On 13 November 2017 at 07:28, Bret Jordan <jordan.i...@gmail.com> wrote:
> All,
>
> We had a great turnout tonight for the encrypted SNI hangout session.
> Everyone seemed open and willing to work together to understand the
> complexities that sit before us. Several interesting and important views
> were expressed, and I feel that the meeting was ultimately a success. In
> fact, I believe we should do more hangout sessions like this.
>
> Take aways from the meeting:
> 1) We are starting to understand the problem that we are trying to solve
>
> 2) We need to ensure that any potential solution will in fact solve the
> problems as we understand it and not make the problem worse
>
> 3) We need to compile a list of use cases and scenarios in a draft document
> that talk about how the SNI (for good or for bad) is being used today and
> what an encrypted SNI will mean for these use cases.
>
> 4) We need to make sure we get feedback and information from at least the
> telco sector, large enterprise, financial sector, and the health care
> sector.
>
>
> I believe this information will help us better understand both sides of the
> issue, shed light in to what it will mean, help us define the "why" we are
> doing this, and ultimately feed and foster a better technological solution.
> If you have or know of scenarios or use-cases where the SNI is being used by
> network operators, system administrators, security engineers, products, etc,
> please send them to me so I can start compiling them in to a draft document.

Are you also interested in collecting reports of where SNI is used to
censor? Or the list of network vendors that support filtering and
manipulating traffic based on the value?

In general, the bad uses of SNI are harder to enumerate because people
aren't willing to come to the WG and explain how they use SNI to
selectively break or censor the internet for their citizens/users. We
have a few confirmed cases, anecdotal evidence, and lots of evidence
of censors being technically applied by whatever means is available.

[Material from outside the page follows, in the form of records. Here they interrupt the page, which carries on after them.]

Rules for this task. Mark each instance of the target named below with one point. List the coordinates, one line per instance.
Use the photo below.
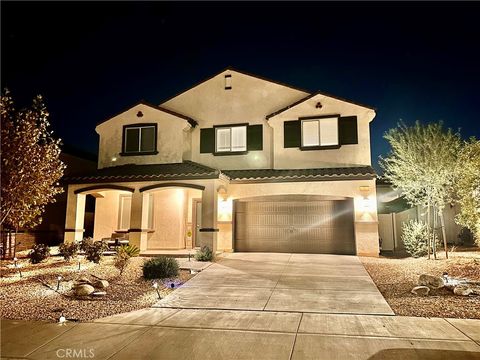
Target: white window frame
(319, 121)
(230, 150)
(139, 139)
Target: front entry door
(198, 223)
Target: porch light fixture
(155, 286)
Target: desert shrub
(68, 250)
(39, 253)
(415, 238)
(93, 249)
(204, 254)
(160, 268)
(124, 253)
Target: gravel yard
(396, 277)
(27, 298)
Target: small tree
(31, 167)
(468, 187)
(422, 166)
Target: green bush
(204, 254)
(68, 250)
(93, 249)
(124, 253)
(39, 253)
(160, 268)
(415, 238)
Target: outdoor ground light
(155, 285)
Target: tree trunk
(434, 247)
(444, 234)
(428, 229)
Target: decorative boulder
(433, 282)
(101, 284)
(83, 280)
(84, 290)
(462, 290)
(421, 290)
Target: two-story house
(238, 163)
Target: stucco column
(209, 227)
(74, 217)
(138, 221)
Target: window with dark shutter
(255, 137)
(139, 139)
(348, 130)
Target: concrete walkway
(282, 282)
(225, 334)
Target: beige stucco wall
(172, 141)
(249, 101)
(106, 214)
(170, 211)
(346, 155)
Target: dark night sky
(411, 61)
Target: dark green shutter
(292, 134)
(207, 141)
(255, 137)
(347, 130)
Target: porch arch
(172, 184)
(103, 187)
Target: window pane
(148, 139)
(239, 138)
(223, 139)
(132, 139)
(125, 207)
(329, 131)
(310, 136)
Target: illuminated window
(140, 139)
(320, 132)
(231, 139)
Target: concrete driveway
(282, 282)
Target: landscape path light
(155, 285)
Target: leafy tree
(31, 167)
(422, 165)
(468, 187)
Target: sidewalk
(164, 333)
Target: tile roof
(131, 172)
(284, 175)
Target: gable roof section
(191, 121)
(230, 68)
(186, 170)
(297, 175)
(311, 96)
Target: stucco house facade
(237, 163)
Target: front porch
(161, 218)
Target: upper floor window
(320, 132)
(231, 138)
(139, 139)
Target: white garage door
(297, 224)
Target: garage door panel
(323, 226)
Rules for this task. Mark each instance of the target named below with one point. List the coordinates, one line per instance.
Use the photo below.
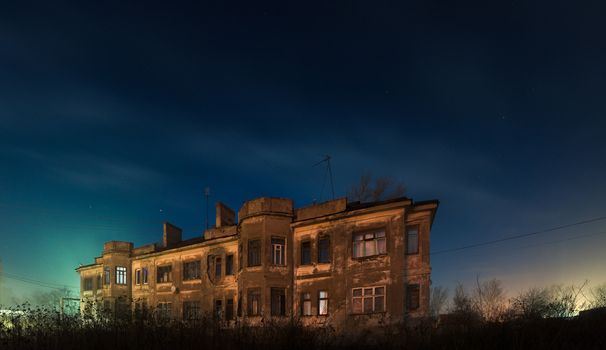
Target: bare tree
(382, 188)
(533, 303)
(489, 299)
(461, 302)
(438, 300)
(598, 296)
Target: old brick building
(334, 262)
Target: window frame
(278, 293)
(252, 295)
(188, 307)
(254, 245)
(325, 299)
(308, 243)
(87, 284)
(229, 265)
(198, 271)
(410, 288)
(121, 275)
(363, 297)
(377, 235)
(107, 275)
(278, 251)
(408, 229)
(137, 277)
(325, 238)
(159, 276)
(306, 300)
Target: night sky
(114, 117)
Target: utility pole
(329, 173)
(207, 194)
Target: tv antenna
(329, 173)
(206, 195)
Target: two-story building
(332, 263)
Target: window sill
(369, 257)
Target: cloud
(91, 171)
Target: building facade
(334, 263)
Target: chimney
(225, 216)
(172, 234)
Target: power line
(524, 235)
(38, 283)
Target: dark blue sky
(114, 117)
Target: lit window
(306, 253)
(412, 240)
(229, 310)
(164, 274)
(137, 277)
(412, 296)
(368, 244)
(107, 275)
(323, 302)
(191, 310)
(254, 303)
(191, 270)
(165, 310)
(324, 249)
(254, 253)
(368, 300)
(218, 268)
(88, 284)
(278, 248)
(306, 304)
(120, 275)
(229, 265)
(278, 302)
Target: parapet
(266, 206)
(117, 247)
(322, 209)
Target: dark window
(240, 257)
(306, 304)
(323, 302)
(120, 275)
(412, 240)
(191, 310)
(164, 274)
(107, 274)
(278, 248)
(368, 244)
(218, 268)
(191, 270)
(254, 252)
(305, 253)
(229, 265)
(218, 309)
(324, 249)
(229, 310)
(254, 302)
(165, 310)
(239, 305)
(278, 302)
(88, 283)
(412, 296)
(368, 300)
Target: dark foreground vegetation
(44, 329)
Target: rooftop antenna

But when you pile up all the administrators who will come to the WG
and say "This really frustrates me and makes my job harder" you're
going to have a much bigger pile than the users (or even technical
advocates like myself) we can bring in and say "Plaintext SNI is
harming the Internet".

> Side question, it feels like this effort could represent a lot of work and
> require a lot of dedicated cycles. Does it make sense to continue this
> effort inside of the TLS WG?  If it does, will the WG give us the time,
> mindshare, and cycles to focus on it (just asking the hard question)?

In August we adopted the draft, so the answer is "Yes".